11. La capacità negativa come chiave del processo trasformativo
La trasformazione segue spesso vie indecifrabili. Non è chiaro come ma ad un certo punto avviene. Sempre. Se c’è la volontà della persona di cambiare. Se la relazione con il terapeuta diventa luogo in cui coltivare capacità negativa e allenarsi a stare nell’indefinito del “non ancora”, del “non so”, del “non capisco”. Senza affrettarsi a trovare soluzioni. Senza cercare risposte, quanto buone domande. Senza chiedere ricette, quanto sperimentando soluzioni valide qui ed ora. Senza bendarsi gli occhi con teorie uniche che insegnino a vivere, quanto imparando a stare nelle proprie sofferenze e di fronte ai propri demoni. Senza analgesici, scorciatoie, trucchi, maestri che prescrivano cosa fare o che indichino La Via. Noi maestri non ci sentiamo né vogliamo esserlo, lavoriamo seguendo ipotesi, stimolati da un continuo dubitare, affamati di domande e connessioni che portino luce nelle ombre più scure e aprano possibilità nei vicoli più stretti delle storie che incontriamo.
12. Il senso del limite
Così come non crediamo nel terapeuta compagno di viaggio per tutta una vita, non crediamo nel terapeuta onnipotente. Alcune cose le conosciamo bene, di altre siamo esperti, di alcune siamo profondamente esperti. Studiamo e ci formiamo in continuazione, ma non ci occupiamo di tutto. E quando incontriamo storie rispetto alle quali riteniamo di non essere i professionisti più adeguati per occuparcene aiutiamo la persona a “trovare la sua via” con altri colleghi, a partire da quelli con cui siamo in rete e collaborazione.

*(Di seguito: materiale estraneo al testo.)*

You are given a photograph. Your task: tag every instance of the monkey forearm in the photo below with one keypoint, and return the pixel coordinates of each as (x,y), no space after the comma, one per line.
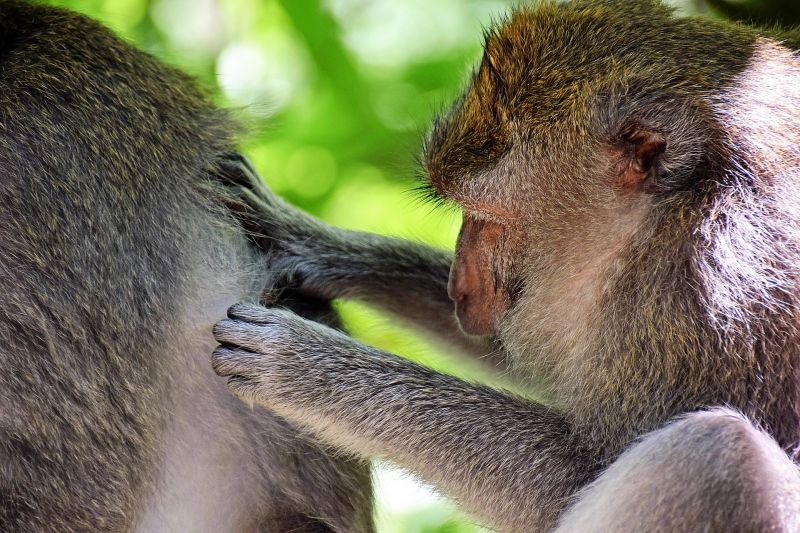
(406,279)
(379,405)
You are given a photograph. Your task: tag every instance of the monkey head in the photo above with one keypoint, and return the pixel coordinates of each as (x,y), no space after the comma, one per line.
(590,137)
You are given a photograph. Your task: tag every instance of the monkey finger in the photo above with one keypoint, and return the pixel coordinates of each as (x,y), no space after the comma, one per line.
(238,333)
(249,312)
(229,361)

13. Lo spazio terapeutico come radura
La stanza di psicoterapia genera una radura nella fitta selva della propria vita. Una radura in cui rifiatare, rigenerarsi, ritrovarsi, piangere e consolarsi, allenarsi, perdonare e perdonarsi, arrendersi, interrogarsi, riflettere, fermarsi, imparare a so-stare, riprogettarsi, guardarsi, ascoltarsi e qualunque altra cosa sia utile per stare bene. Questo luogo, una volta costruito, continuerà ad esistere anche se non si ha più bisogno di andarci, come una possibilità sempre presente nella propria vita.